These fun zucchini boats pack the flavor of a shrimp scampi, but without any dairy. Arranging the basil leaves like sails is optional but highly encouraged!
- 2 large zucchini
- 3 tablespoons olive oil
- salt, to taste
- 1/2 pound large raw shrimp, peeled and deveined
- 3 garlic cloves, minced
- juice from 1 large lemon
- 8 basil leaves for garnish
- Preheat oven to 350° F.
- Cut zucchinis in half lengthwise and use a spoon to gently scoop out the seeds and inside flesh, to form 4 “boats.”
- Set insides aside to use later. Place boats in large baking dish and drizzle with 1 tablespoon olive oil and sprinkle with salt.
- Bake 30 minutes.
- Meanwhile, prepare the shrimp. Peel and devein if needed and then chop into bite-sized pieces.
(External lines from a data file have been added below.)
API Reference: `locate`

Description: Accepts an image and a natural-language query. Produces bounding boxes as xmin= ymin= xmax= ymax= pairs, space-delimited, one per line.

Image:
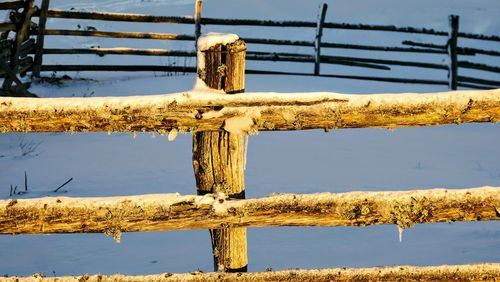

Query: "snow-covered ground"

xmin=0 ymin=0 xmax=500 ymax=276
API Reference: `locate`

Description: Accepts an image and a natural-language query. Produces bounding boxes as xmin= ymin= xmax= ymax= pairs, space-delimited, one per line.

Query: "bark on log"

xmin=193 ymin=35 xmax=248 ymax=272
xmin=0 ymin=187 xmax=500 ymax=237
xmin=0 ymin=88 xmax=500 ymax=133
xmin=0 ymin=263 xmax=500 ymax=282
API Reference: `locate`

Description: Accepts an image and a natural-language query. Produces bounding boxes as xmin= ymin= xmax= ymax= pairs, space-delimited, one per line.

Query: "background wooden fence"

xmin=0 ymin=0 xmax=500 ymax=94
xmin=0 ymin=31 xmax=500 ymax=281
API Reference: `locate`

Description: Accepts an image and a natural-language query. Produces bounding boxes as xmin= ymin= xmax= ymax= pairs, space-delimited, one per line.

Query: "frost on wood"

xmin=196 ymin=32 xmax=239 ymax=77
xmin=0 ymin=187 xmax=500 ymax=235
xmin=0 ymin=263 xmax=500 ymax=282
xmin=0 ymin=89 xmax=500 ymax=133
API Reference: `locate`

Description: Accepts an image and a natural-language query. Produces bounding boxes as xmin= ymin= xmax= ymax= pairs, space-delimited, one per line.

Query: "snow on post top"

xmin=197 ymin=32 xmax=240 ymax=51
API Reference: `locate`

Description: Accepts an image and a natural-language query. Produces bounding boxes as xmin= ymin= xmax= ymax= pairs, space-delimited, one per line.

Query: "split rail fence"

xmin=0 ymin=0 xmax=500 ymax=94
xmin=0 ymin=34 xmax=500 ymax=281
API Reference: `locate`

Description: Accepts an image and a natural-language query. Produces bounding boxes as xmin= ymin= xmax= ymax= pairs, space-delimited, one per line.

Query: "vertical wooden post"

xmin=194 ymin=0 xmax=203 ymax=41
xmin=2 ymin=0 xmax=35 ymax=90
xmin=447 ymin=15 xmax=459 ymax=90
xmin=193 ymin=34 xmax=248 ymax=272
xmin=314 ymin=3 xmax=328 ymax=75
xmin=33 ymin=0 xmax=50 ymax=77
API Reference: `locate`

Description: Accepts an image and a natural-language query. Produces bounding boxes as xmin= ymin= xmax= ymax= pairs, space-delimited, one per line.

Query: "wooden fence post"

xmin=33 ymin=0 xmax=50 ymax=77
xmin=314 ymin=3 xmax=328 ymax=75
xmin=2 ymin=0 xmax=35 ymax=90
xmin=193 ymin=34 xmax=248 ymax=272
xmin=194 ymin=0 xmax=203 ymax=44
xmin=447 ymin=15 xmax=459 ymax=90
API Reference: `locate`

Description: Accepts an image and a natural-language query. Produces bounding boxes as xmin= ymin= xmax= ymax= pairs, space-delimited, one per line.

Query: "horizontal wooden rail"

xmin=43 ymin=10 xmax=194 ymax=24
xmin=246 ymin=70 xmax=450 ymax=85
xmin=43 ymin=47 xmax=196 ymax=57
xmin=321 ymin=56 xmax=448 ymax=70
xmin=0 ymin=22 xmax=16 ymax=32
xmin=0 ymin=89 xmax=500 ymax=133
xmin=41 ymin=10 xmax=448 ymax=35
xmin=321 ymin=42 xmax=446 ymax=54
xmin=0 ymin=1 xmax=24 ymax=10
xmin=241 ymin=37 xmax=314 ymax=47
xmin=458 ymin=32 xmax=500 ymax=42
xmin=45 ymin=29 xmax=194 ymax=41
xmin=0 ymin=187 xmax=500 ymax=236
xmin=35 ymin=66 xmax=450 ymax=86
xmin=201 ymin=18 xmax=448 ymax=35
xmin=245 ymin=52 xmax=390 ymax=70
xmin=458 ymin=75 xmax=500 ymax=87
xmin=458 ymin=82 xmax=495 ymax=90
xmin=0 ymin=263 xmax=500 ymax=282
xmin=402 ymin=40 xmax=500 ymax=56
xmin=41 ymin=65 xmax=196 ymax=73
xmin=458 ymin=61 xmax=500 ymax=73
xmin=247 ymin=52 xmax=448 ymax=70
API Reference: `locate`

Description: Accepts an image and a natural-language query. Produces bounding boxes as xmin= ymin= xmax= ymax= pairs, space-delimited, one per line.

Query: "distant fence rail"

xmin=0 ymin=5 xmax=500 ymax=281
xmin=0 ymin=0 xmax=500 ymax=93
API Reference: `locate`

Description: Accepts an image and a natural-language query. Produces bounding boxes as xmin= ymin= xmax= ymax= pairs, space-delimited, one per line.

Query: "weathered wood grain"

xmin=193 ymin=40 xmax=248 ymax=272
xmin=0 ymin=187 xmax=500 ymax=237
xmin=0 ymin=263 xmax=500 ymax=282
xmin=0 ymin=89 xmax=500 ymax=133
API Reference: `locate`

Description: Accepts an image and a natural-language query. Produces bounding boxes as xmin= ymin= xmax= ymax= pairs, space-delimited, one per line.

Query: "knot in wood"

xmin=217 ymin=65 xmax=226 ymax=77
xmin=198 ymin=70 xmax=207 ymax=81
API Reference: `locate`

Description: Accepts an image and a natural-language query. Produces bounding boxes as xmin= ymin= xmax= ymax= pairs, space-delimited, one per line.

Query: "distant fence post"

xmin=2 ymin=0 xmax=35 ymax=90
xmin=193 ymin=34 xmax=248 ymax=272
xmin=314 ymin=3 xmax=328 ymax=75
xmin=194 ymin=0 xmax=203 ymax=44
xmin=447 ymin=15 xmax=459 ymax=90
xmin=33 ymin=0 xmax=50 ymax=77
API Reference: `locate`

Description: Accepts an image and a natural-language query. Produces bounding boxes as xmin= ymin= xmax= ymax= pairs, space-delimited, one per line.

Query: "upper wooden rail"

xmin=0 ymin=89 xmax=500 ymax=133
xmin=0 ymin=187 xmax=500 ymax=236
xmin=34 ymin=10 xmax=500 ymax=42
xmin=0 ymin=263 xmax=500 ymax=282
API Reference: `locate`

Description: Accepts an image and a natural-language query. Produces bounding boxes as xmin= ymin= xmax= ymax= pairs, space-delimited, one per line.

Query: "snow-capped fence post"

xmin=314 ymin=3 xmax=328 ymax=75
xmin=194 ymin=0 xmax=203 ymax=44
xmin=33 ymin=0 xmax=50 ymax=77
xmin=447 ymin=15 xmax=459 ymax=90
xmin=193 ymin=34 xmax=248 ymax=272
xmin=2 ymin=0 xmax=36 ymax=97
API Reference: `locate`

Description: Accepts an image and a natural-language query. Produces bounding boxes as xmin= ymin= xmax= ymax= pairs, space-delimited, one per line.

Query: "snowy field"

xmin=0 ymin=0 xmax=500 ymax=276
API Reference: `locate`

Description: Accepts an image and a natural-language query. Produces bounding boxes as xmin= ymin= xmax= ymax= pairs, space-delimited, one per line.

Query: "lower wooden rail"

xmin=0 ymin=187 xmax=500 ymax=236
xmin=0 ymin=89 xmax=500 ymax=133
xmin=0 ymin=263 xmax=500 ymax=282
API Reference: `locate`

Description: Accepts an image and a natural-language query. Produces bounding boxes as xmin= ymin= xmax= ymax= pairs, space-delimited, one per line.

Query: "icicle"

xmin=398 ymin=226 xmax=405 ymax=243
xmin=168 ymin=128 xmax=177 ymax=142
xmin=243 ymin=135 xmax=249 ymax=170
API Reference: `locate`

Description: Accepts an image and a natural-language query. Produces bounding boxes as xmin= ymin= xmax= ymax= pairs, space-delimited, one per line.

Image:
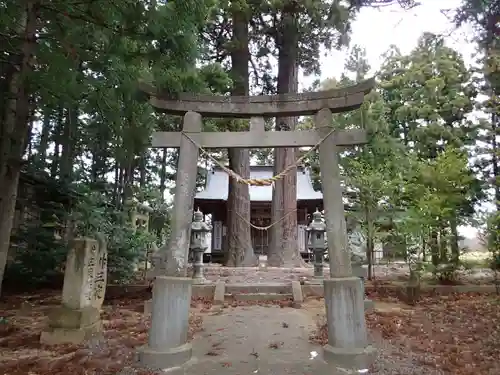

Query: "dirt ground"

xmin=0 ymin=293 xmax=207 ymax=375
xmin=303 ymin=290 xmax=500 ymax=375
xmin=200 ymin=262 xmax=493 ymax=284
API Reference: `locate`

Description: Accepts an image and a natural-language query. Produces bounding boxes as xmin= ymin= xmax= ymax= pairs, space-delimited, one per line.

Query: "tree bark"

xmin=0 ymin=1 xmax=39 ymax=295
xmin=35 ymin=106 xmax=52 ymax=170
xmin=268 ymin=3 xmax=305 ymax=267
xmin=226 ymin=4 xmax=257 ymax=267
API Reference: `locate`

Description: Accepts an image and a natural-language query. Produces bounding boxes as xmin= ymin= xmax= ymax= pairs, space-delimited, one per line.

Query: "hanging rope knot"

- Heat remaining 2 tablespoons olive oil in skillet over medium heat. Add chopped shrimp and garlic, cook for about 3 minutes and then add the reserved zucchini insides. Continue cooking for another 3-4 minutes until shrimp is pink and mostly cooked, zucchini is soft, and garlic is fragrant but not browned. Set mixture aside.
- Remove zucchini boats from oven and distribute the shrimp mixture evenly to fill them. Return to oven and bake for another 10 minutes.
- Remove from oven and squeeze lemon over all four boats and garnish with basil leaves before serving.